Competitive Carriers’ Coalition executive director David Forman said Telstra is exploiting a regulatory loophole to cut out competitors.

“Telstra says anyone who cuts the copper for the NBN (National Broadband Network) will be mutilating the network. [The NBN operator] will have to show how they will carry forward cut services, but Telstra does not,” Forman said.

“We've known this is coming for a while; clauses started to appear in contracts that said they need only give 15 weeks notice before terminating services

“This is a story about customer, not competitors,” he said.

Forman has lobbied the Australian Competition and Consumer Commission (ACCC) to close what he says is a loophole that allows Telstra to lock-out competitors.

He said the migration of the exchange which will strand competitor DSLAM equipment should be seen as a “warning about the company’s true motive: to continue to bully competitors and stifle broadband competition in Australia”.
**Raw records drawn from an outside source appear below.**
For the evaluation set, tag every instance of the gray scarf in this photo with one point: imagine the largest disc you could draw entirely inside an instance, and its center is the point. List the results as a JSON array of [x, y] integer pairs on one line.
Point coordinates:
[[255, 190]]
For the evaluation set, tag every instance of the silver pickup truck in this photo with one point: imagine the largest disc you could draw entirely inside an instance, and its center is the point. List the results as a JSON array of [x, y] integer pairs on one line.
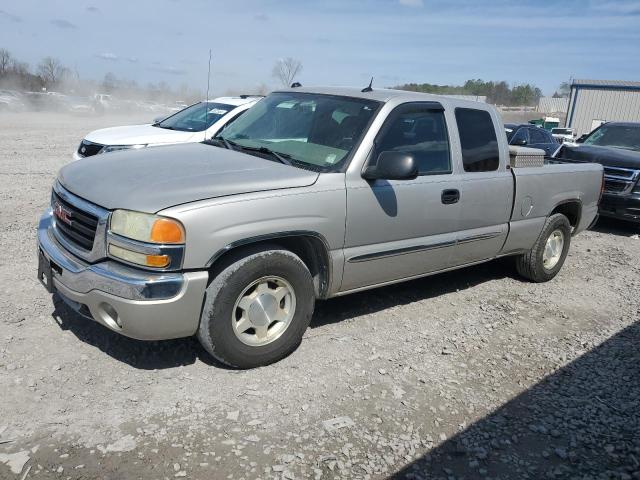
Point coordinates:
[[312, 194]]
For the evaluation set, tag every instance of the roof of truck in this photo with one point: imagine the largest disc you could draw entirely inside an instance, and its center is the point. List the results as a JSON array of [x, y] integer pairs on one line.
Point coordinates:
[[380, 94], [238, 100]]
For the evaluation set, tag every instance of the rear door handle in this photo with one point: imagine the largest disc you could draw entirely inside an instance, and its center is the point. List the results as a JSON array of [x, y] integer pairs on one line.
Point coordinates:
[[450, 196]]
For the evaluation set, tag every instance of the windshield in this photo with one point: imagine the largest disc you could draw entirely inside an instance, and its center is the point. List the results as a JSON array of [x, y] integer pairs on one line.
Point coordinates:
[[509, 131], [311, 130], [196, 118], [617, 136]]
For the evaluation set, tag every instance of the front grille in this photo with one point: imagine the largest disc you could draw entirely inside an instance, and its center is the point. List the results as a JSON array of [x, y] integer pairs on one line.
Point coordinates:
[[88, 149], [75, 225]]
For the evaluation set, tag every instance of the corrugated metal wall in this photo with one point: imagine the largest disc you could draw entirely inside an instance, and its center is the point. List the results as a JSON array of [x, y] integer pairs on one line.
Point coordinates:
[[593, 104], [552, 105]]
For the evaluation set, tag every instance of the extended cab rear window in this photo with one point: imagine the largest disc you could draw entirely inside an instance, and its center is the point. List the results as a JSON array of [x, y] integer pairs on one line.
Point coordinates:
[[480, 152]]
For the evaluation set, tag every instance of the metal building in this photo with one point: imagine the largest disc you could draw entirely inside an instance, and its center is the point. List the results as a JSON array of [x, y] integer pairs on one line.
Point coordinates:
[[552, 105], [593, 102]]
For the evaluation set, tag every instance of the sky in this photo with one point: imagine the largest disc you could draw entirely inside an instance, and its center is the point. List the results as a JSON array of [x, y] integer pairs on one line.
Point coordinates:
[[339, 42]]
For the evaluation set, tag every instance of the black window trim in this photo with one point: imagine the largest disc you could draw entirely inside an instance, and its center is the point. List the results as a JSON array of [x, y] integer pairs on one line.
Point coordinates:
[[429, 106], [455, 111]]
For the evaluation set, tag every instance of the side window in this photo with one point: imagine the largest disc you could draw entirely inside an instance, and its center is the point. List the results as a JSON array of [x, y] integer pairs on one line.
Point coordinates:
[[521, 134], [420, 130], [538, 136], [478, 139]]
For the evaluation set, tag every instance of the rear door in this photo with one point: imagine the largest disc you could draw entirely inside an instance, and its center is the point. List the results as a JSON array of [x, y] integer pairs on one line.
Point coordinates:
[[486, 189], [541, 139], [397, 229]]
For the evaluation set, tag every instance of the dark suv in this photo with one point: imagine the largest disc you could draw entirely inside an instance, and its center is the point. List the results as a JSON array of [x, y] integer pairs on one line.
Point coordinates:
[[531, 136], [615, 145]]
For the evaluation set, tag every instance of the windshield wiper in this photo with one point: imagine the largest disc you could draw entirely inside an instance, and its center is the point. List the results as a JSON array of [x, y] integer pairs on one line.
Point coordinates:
[[281, 157], [221, 142], [231, 145]]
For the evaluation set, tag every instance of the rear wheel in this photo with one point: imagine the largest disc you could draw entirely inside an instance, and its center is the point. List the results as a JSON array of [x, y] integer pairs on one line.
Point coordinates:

More about: ACCC, Australian Competition and Consumer Commission, iiNet, Telstra

Comments

1

Beau Basin

Wed 04/03/2009 - 15:49

Telstra

When is someone going to stop those BASTARDS at Telstra from ruling the roost with their crappy contempt for everyone ??

2

Anonymous

Wed 04/03/2009 - 16:44

Telstra always stoops to new lows. Telstra is pathetic.......

3

Anonymous

Wed 04/03/2009 - 20:43

PLEASE UPDATE THIS ARTICE

you idiots - the building is being demolished. please update this article and get your facts straight.

4

Anonymous

Wed 04/03/2009 - 22:46

OK, so Telstra had no choice but to move. But still, the smugness with which Telstra responded by saying it was out of their hands is telling.

They had to move out of their current location, granted, but why can they not connect up their new sub exchange in the same way as the old one? It's a rather convenient excuse to cut off their wholesale clients at the same time.

5

Anonymous ex supplier IT mgr

Thu 05/03/2009 - 08:25

More Telstra bashing

Landlords are always evicting tenants, renovating and putting up rents. Why should ISPs be exempt?

6

Anonymous

Thu 05/03/2009 - 08:35

the ISP's could have offered to buy the buidling

seems the ISP's want the best of all worlds.
Perhaps the thought odf formin g a consortium and buying the building escaped them???

7

Duncan Maitland

Thu 05/03/2009 - 10:11

Seriously? The ISPs are not going to want to purchase the building in order to retain what Telstra claims is 18 ULL and 24 LSS services.

Telstra should treat their wholesale customers with more respect than this.

8

Anonymous

Thu 05/03/2009 - 11:48

Business as usual

It's just another cost-cutting move with benefits for Telstra. By implementing a RIM they save time and money and as a bonus cut out some competition in the process. Win win Telstra. They've been doing this sort of thing for years. At the end of the day they would have just punched the numbers in excel and concluded that their customer base was a lot higher than that of the other ISP's from this exchange and said, no we won't spend the extra cash to keep their rack space. Tough luck.

Bring on the non-Telstra NBN.

9

Anonymous

Mon 16/03/2009 - 07:38

I said it many years and continue to say that Telstra should not own the exchanges or the cable to the homes. This should be a seperate body, prefereably government owned, that can provide the infrastructure at a level playing field for all carriers. Let's not head down the USA model please!